Twenty-two of 24 sites (92%) responded. Preparation time ranged from 1 to 20 hours, mean of 7.1 hours. Individuals submitting ≤3 IRB applications/year required more time for completion than those submitting >3/year (P < .05). Thirteen of 22 (59%) study sites received approval with "exempt" status, and 6 (27%) approved as "expedited" studies.
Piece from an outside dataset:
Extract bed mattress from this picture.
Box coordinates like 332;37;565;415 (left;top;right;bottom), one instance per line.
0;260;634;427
IRB experiences were highly variable across study sites. These findings indicate that multicenter research projects should anticipate barriers to timely study implementation. Improved IRB standardization or centralization for multicenter clinical studies would facilitate this type of practice-based clinical research.
确定机构审查委员会(IRB)对一项低风险多中心研究的审查流程的变异性。
参与者包括学术儿科学会的24个连续性研究网络(CORNET)站点,这些站点参与了一项横断面研究。每个站点均获得了各自机构的IRB批准。向各站点的研究人员发放了一份关于其所在机构IRB审查流程的匿名调查问卷。
24个站点中有22个(92%)做出了回应。准备时间从1小时到20小时不等,平均为7.1小时。每年提交≤3份IRB申请的个人完成申请所需时间比每年提交>3份申请的个人更长(P <.05)。22个研究站点中有13个(59%)获得了“豁免”状态的批准,6个(27%)被批准为“快速”研究。
各研究站点的IRB审查经历差异很大。这些发现表明,多中心研究项目应预见到及时开展研究的障碍。改善多中心临床研究的IRB标准化或集中化将有助于此类基于实践的临床研究。